At JMW Solicitors, we have worked on many cases protecting the legal rights of children, and have a strong track record of helping our clients to safeguard children’s privacy and enforcing, for example, copyright and data protection rights.
We understand that wrongful intrusion into a child’s life can cause serious and lasting damage, and we help our clients to secure substantial compensation for both emotional distress and financial damage, as well as other legal remedies.
How JMW Can Help
Our media law department has a strong track record of helping and advising individuals and companies in a wide variety of different situations. We call on years of experience to help guide you towards the best possible result.
We deal with many different types of cases involving children, including:
- magazines or newspapers publishing photographs of children without parental consent
- problems arising from press intrusion or paparazzi
- sensitive information or data belonging to a child being lost or wrongly disclosed
- dealing with reporting restrictions or anonymity orders
- media reporting on pregnancy
In addition to negotiating compensation, we are able to ensure that appropriate steps are taken to avoid future problems, as well as secure formal apologies and statements in court from those responsible.

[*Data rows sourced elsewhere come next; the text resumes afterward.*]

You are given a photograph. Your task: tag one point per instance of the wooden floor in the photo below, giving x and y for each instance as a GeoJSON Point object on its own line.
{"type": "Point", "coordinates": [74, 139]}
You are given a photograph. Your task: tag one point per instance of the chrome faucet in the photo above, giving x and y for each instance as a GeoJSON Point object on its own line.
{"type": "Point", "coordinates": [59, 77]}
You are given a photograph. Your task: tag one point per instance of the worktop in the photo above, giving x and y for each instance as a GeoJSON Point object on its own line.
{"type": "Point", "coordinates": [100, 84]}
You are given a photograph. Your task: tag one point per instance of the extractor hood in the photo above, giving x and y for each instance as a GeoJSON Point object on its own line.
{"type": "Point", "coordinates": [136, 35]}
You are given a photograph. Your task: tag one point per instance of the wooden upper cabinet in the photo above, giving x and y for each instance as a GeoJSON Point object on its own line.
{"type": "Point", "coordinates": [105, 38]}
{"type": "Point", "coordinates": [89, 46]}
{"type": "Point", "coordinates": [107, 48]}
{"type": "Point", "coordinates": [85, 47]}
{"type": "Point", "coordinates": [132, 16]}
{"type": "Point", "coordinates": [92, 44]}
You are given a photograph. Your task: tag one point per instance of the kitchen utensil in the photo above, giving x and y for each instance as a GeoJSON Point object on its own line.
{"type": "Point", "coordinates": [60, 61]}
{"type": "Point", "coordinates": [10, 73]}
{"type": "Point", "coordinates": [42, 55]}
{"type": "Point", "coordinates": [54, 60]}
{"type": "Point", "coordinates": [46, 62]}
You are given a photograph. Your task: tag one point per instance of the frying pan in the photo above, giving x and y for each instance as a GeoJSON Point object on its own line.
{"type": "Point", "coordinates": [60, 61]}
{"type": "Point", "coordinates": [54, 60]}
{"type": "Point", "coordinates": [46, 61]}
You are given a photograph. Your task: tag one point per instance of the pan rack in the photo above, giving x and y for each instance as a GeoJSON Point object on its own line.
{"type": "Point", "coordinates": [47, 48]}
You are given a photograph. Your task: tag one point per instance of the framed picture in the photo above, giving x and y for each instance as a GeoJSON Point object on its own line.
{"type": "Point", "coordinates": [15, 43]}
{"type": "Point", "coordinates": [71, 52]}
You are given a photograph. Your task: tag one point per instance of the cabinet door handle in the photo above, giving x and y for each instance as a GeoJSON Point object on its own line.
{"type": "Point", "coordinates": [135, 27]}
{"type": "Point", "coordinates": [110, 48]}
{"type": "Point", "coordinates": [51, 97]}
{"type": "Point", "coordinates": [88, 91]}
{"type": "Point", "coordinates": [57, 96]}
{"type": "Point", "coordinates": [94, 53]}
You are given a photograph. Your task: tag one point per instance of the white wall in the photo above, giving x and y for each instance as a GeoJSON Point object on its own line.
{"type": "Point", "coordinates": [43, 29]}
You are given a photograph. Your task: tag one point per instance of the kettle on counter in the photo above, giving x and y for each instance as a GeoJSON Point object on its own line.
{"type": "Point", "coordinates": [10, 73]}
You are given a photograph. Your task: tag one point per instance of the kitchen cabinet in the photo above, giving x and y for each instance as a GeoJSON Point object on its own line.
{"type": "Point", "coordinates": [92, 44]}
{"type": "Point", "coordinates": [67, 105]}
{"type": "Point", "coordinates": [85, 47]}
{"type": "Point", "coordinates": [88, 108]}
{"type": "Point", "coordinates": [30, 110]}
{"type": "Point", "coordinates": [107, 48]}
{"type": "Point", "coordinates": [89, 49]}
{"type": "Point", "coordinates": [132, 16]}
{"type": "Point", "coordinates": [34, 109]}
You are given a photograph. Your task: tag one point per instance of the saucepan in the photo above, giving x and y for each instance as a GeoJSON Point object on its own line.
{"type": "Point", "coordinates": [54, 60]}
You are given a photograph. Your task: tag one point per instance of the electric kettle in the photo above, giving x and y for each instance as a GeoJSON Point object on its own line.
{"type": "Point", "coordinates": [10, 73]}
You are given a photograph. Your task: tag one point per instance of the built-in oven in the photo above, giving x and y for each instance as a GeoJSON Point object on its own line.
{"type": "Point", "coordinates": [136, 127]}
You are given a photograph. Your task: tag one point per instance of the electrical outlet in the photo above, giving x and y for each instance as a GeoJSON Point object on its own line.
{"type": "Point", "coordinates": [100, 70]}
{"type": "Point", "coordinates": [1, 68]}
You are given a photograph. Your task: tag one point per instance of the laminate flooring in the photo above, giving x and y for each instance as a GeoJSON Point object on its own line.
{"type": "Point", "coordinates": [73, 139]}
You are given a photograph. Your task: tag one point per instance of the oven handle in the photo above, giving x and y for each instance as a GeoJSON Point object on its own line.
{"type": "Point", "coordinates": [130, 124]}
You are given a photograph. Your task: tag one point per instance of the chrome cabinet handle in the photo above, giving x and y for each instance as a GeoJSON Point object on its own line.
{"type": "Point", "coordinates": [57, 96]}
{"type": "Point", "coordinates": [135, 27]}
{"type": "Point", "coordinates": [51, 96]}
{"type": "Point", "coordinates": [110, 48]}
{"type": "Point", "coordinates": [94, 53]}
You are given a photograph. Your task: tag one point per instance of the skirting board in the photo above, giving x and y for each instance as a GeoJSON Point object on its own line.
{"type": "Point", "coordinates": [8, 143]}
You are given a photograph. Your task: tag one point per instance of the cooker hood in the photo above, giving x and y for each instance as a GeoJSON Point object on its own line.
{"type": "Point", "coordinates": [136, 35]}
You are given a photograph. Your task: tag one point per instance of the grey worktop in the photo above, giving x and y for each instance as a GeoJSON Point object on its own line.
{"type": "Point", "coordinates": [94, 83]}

Our media law team is one of the most respected in the industry, with the most recent Legal 500 ranking highlighting its ability to provide “first-class service and give very good advice in a timely and efficient way”.
How Are Children’s Rights Protected by Media Law?
Numerous laws and media guidelines are in place to prevent the rights of vulnerable children from being undermined due to media coverage.
For example, one of the most important pieces of regulatory guidance is contained in the Editors’ Code of Practice, established by the Independent Press Standards Organisation and its predecessor the Press Complaints Commission.
According to this industry-produced guidance, press coverage must take the following steps to ensure the protection of children:
- School pupils should be free to complete their time at school without unnecessary intrusion.
- Children must not be approached or photographed at school without the permission of the school authorities.
- Under-16s must not be interviewed or photographed on issues involving their own or another child’s welfare unless a custodial parent or similarly responsible adult has provided explicit consent.
- Children under 16 must not be paid for material involving their welfare unless it is clearly in the child's interest; this also applies to parents or guardians providing material about their children or wards.
- Editors must not use the fame, notoriety or position of a parent or guardian as the sole justification for publishing details of a child's private life.
Additionally, the code forbids the press from identifying children under 16 who are victims or witnesses in cases involving sex offences, even when they would otherwise be legally permitted to do so. Equally, the OFCOM Code deals with the protection of under-18s.